Bhikshu Morita’s grim words are tempered somehow, like sunlight piercing through grey rain clouds gathering over the temple. He smiles as he says, “I may sound very pessimistic but I also want to point out one vital fact -- most reports state there were 10 blasts. The furniture was damaged but isn’t it something that no statue was damaged? Nothing inside the sanctum sanctorum was destroyed? I believe there was a higher power there, that could not be touched.”
Today, Bhikshu Morita believes everywhere the world needs such a power to quell the rising tide of violence. A spirit of sacrifice, he says, “Would make each person look inside him or herself and realise that this very power is within them.”

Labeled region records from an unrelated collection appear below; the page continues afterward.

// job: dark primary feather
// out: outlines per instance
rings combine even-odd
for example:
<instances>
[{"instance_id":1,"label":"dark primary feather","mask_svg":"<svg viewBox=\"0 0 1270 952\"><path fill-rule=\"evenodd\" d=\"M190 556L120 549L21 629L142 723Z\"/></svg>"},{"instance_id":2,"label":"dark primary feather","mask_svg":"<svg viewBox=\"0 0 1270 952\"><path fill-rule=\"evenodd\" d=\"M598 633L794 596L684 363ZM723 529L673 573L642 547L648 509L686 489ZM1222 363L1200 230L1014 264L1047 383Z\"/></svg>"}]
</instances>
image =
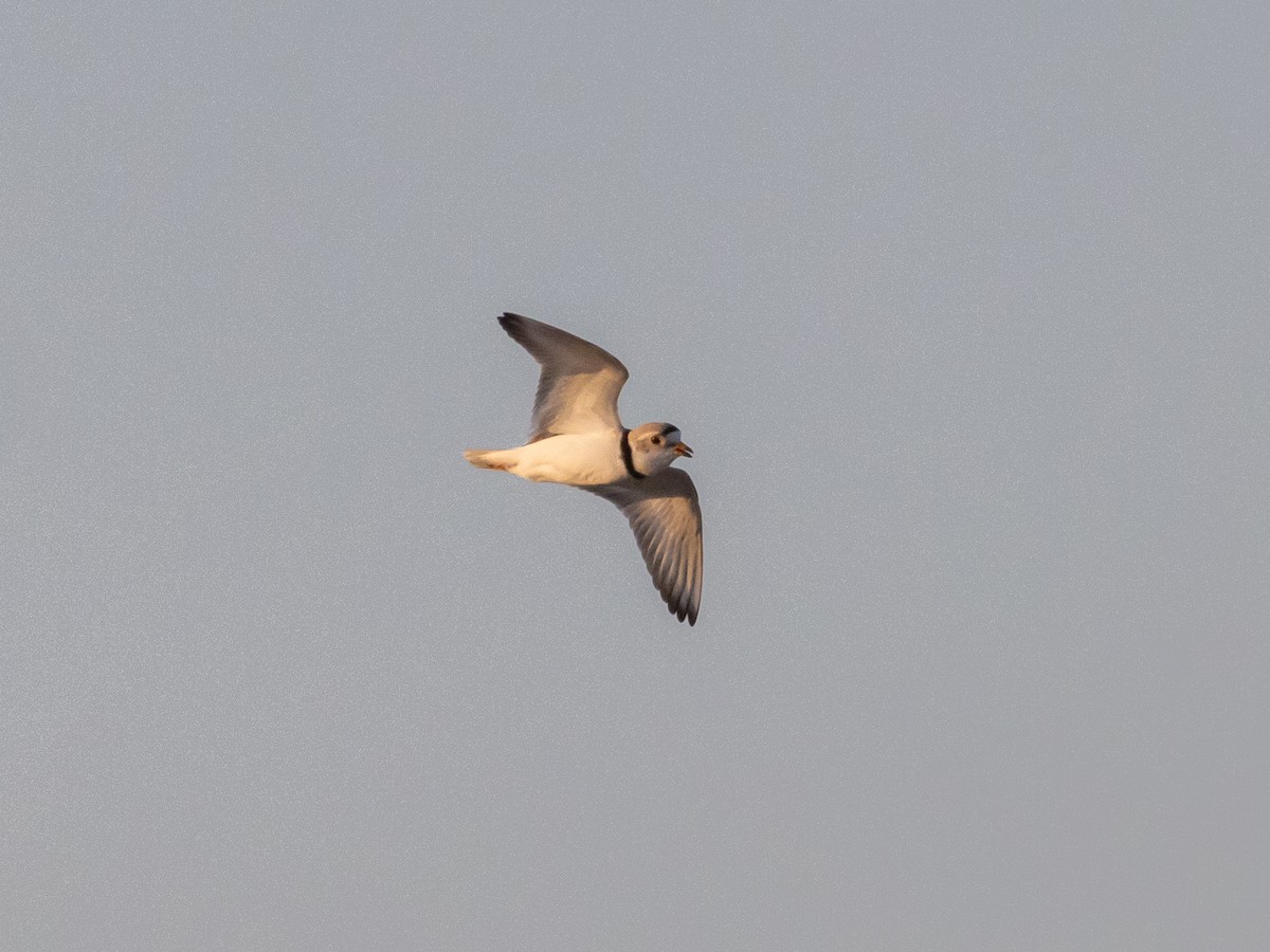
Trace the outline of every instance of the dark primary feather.
<instances>
[{"instance_id":1,"label":"dark primary feather","mask_svg":"<svg viewBox=\"0 0 1270 952\"><path fill-rule=\"evenodd\" d=\"M701 505L688 473L669 468L639 482L579 489L622 510L667 608L681 622L687 618L688 625L696 625L701 609Z\"/></svg>"}]
</instances>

Meanwhile, latest news reports from Bodh Gaya state that there are a number of meetings being held to discuss better implementation of security at the site. Sri Lanka, Myanmar and Tibet monastery heads are said to have participated.
Back to Mumbai, this Worli temple is preparing for evening prayers. A number of visitors walk in looking on curiously as this press photographer readies to take pictures of Bhikshu Morita.
One of them nudges another and whispers, “I think this is the press. They are here because of the recent blasts.” The photography session ends and as reporter-photographer exit, Buddhist chanting struggles valiantly to hold its own against the roar of traffic outside.
The monk (not Bhikshu T Morita) may have sold his Ferrari, but Mumbai still has its Balenos, BMWs and BEST buses.
About the Temple
The temple was built in 1956. It is funded by the Birla Trust, and dedicated to the Japan Buddha Vihara Temple Trust. The main marble statue was crafted in Kazakhstan.
Where is it?
Dr Annie Besant Road, opposite Podar Hospital, close to City Bakery, Worli Naka.